Classroom lesson · Cotopaxi Volcano · 🇪🇨 Ecuador

Cotopaxi Volcano

One of the world's highest active volcanoes, capped with gleaming snow

Photo · Wikimedia Commons

What is it?

Cotopaxi is a huge volcano in Ecuador, standing 5,897 metres tall — nearly six kilometres high! It has a perfect cone shape, like a giant ice cream that someone has sprinkled with snow. It is one of the highest active volcanoes in the world, which means it can still rumble and send out ash and steam from time to time.

Tell me more

Cotopaxi sits in the Andes mountain range, which runs all the way down the left side of South America like a giant spine. The mountain is so tall that even though it sits almost exactly on the Equator — one of the hottest imaginary lines on Earth — the top is covered in a permanent ice cap and glaciers.

On a clear day, Cotopaxi can be seen from Ecuador's capital city, Quito. Locals call it 'the sentinel of Quito' because it seems to watch over the city from a distance. Its shape is so perfectly pointed that it looks almost like something from a drawing.

The slopes of Cotopaxi are home to wild horses, Andean foxes and deer that graze among the grasslands called páramo.
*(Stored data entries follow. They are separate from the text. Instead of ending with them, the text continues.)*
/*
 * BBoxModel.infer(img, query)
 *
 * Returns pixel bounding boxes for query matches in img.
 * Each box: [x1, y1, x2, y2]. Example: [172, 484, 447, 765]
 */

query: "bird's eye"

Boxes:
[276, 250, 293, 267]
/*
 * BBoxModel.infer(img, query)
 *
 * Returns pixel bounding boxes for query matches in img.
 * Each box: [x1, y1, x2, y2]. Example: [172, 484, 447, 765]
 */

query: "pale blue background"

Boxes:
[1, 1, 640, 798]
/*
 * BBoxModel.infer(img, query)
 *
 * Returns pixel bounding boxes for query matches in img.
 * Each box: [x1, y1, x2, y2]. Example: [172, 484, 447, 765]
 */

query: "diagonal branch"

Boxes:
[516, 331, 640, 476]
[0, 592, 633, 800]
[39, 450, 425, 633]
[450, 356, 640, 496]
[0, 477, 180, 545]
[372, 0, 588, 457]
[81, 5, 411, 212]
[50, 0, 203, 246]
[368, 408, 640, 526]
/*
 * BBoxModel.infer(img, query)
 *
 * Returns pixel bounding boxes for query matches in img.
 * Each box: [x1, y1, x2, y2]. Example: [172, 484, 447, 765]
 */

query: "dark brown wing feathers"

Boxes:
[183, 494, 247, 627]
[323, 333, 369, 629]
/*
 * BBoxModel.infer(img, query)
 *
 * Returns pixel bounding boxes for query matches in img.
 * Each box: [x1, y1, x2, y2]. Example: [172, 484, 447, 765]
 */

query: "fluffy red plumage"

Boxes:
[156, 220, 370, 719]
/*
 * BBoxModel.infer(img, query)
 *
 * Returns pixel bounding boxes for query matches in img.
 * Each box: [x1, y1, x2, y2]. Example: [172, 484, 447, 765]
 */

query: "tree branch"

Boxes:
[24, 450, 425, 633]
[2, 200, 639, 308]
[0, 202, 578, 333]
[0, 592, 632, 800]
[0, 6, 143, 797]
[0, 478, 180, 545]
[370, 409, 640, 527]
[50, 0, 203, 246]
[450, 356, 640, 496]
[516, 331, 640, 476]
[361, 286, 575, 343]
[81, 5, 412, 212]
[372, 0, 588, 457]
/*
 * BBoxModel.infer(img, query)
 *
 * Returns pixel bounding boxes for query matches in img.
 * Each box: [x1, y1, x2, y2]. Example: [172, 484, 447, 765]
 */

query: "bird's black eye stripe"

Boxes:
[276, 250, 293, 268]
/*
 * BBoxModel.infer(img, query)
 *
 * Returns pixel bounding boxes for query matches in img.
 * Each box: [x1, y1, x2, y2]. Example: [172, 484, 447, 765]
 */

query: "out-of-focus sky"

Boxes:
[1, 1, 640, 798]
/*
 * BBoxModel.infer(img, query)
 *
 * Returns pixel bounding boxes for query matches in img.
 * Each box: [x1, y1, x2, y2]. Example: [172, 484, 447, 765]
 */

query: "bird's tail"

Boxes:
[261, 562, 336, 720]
Páramo is a special high-altitude ecosystem found only in the Andes — it is always cool and misty, and the plants there are very tough to survive the thin air and cold nights.

Hikers and climbers from all over the world travel to Cotopaxi. Some try to reach the summit, which requires special equipment because the air near the top has much less oxygen than at sea level. Just standing at the base and looking up at the snowy cone is an unforgettable sight.

In the classroom

Walk your class through this in 15 minutes.

Talk together

Discussion prompts

  1. 01How can a volcano near the Equator still have snow on top? What does that tell you about height and temperature?
  2. 02Would you feel scared or excited standing at the base of an active volcano? What questions would you want to ask a scientist studying it?
  3. 03The páramo grassland is a very special ecosystem. What do you think makes a place 'special' for nature?
Try this

Classroom activity

Build a model volcano using clay or papier-mâché. Label these four parts: crater (the opening at the top), cone (the sloping sides), base (the bottom), and snow cap. Then write three sentences describing what the air, temperature and plants might be like at the very top compared with the bottom.